“Pottery is not just about rolling the chaak [wheel]; you have to pamper what you’re making,” says Sudama Pandit, a potter from a hamlet of Rasulpur Sohawan village in Bihar’s Vaishali district. “It’s how you would nurture a child… First, you carefully mould the clay, give it a shape and then let it face the heat in the oven to come out strong.”
Sudama, now 54, learned the art of working with clay when he was 15. “My grandfather was a very talented artisan, but my father was not interested in making clay objects. So my grandfather introduced me to the skill, and villagers call me its ‘real’ inheritor – or Sudama Kumbhar [potter],” he says with pride.
Sudama’s day starts early, with the birds chirping. His wife Sunita Devi sweeps the work space in front of their house and removes the previous day’s dried bits of clay from the wheel and other tools, while he gets the clay ready. “It’s better to start early – what I make should get enough time to dry,” he says.

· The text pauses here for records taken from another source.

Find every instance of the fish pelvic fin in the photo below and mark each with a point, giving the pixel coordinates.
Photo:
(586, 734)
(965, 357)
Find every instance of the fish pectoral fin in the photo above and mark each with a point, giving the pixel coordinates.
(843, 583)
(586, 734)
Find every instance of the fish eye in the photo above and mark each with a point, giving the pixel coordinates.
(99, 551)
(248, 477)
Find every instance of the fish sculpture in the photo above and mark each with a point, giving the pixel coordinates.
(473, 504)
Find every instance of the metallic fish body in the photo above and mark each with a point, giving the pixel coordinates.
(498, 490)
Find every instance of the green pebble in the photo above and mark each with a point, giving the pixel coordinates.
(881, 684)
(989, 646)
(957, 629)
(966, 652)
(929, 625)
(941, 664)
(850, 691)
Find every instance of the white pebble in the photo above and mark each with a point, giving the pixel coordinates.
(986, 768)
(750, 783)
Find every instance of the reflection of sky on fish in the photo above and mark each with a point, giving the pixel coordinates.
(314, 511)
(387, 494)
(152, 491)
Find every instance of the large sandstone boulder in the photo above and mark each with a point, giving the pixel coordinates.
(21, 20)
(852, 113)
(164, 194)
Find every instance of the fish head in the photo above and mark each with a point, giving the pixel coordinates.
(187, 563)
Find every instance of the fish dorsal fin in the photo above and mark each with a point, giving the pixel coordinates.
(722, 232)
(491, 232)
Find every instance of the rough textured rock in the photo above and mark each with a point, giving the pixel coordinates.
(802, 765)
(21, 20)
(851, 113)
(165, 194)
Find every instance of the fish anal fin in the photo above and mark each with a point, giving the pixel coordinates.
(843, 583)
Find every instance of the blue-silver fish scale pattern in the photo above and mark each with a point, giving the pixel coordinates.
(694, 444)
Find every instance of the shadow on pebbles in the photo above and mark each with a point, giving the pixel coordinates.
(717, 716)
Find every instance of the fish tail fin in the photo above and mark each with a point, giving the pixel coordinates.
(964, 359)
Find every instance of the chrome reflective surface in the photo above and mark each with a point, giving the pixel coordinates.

The clay Sudama uses is bought from Turki village, around 25 kilometres away in Kurhani block of neighbouring Muzaffarpur district. “In my grandfather’s time we would dig up to 30 feet, not far from our house, to get good quality clay," Sudama says. In the past, he explains, since pottery was a family business, there were many hands to share the tasks. Now he cannot afford to spend a day digging. Besides, he says, digging is strenuous, and buying clay has become the easier option: "Now there are machines to dig into the earth and we have to pay for clay. But it has many stones and removing them takes a lot of time.”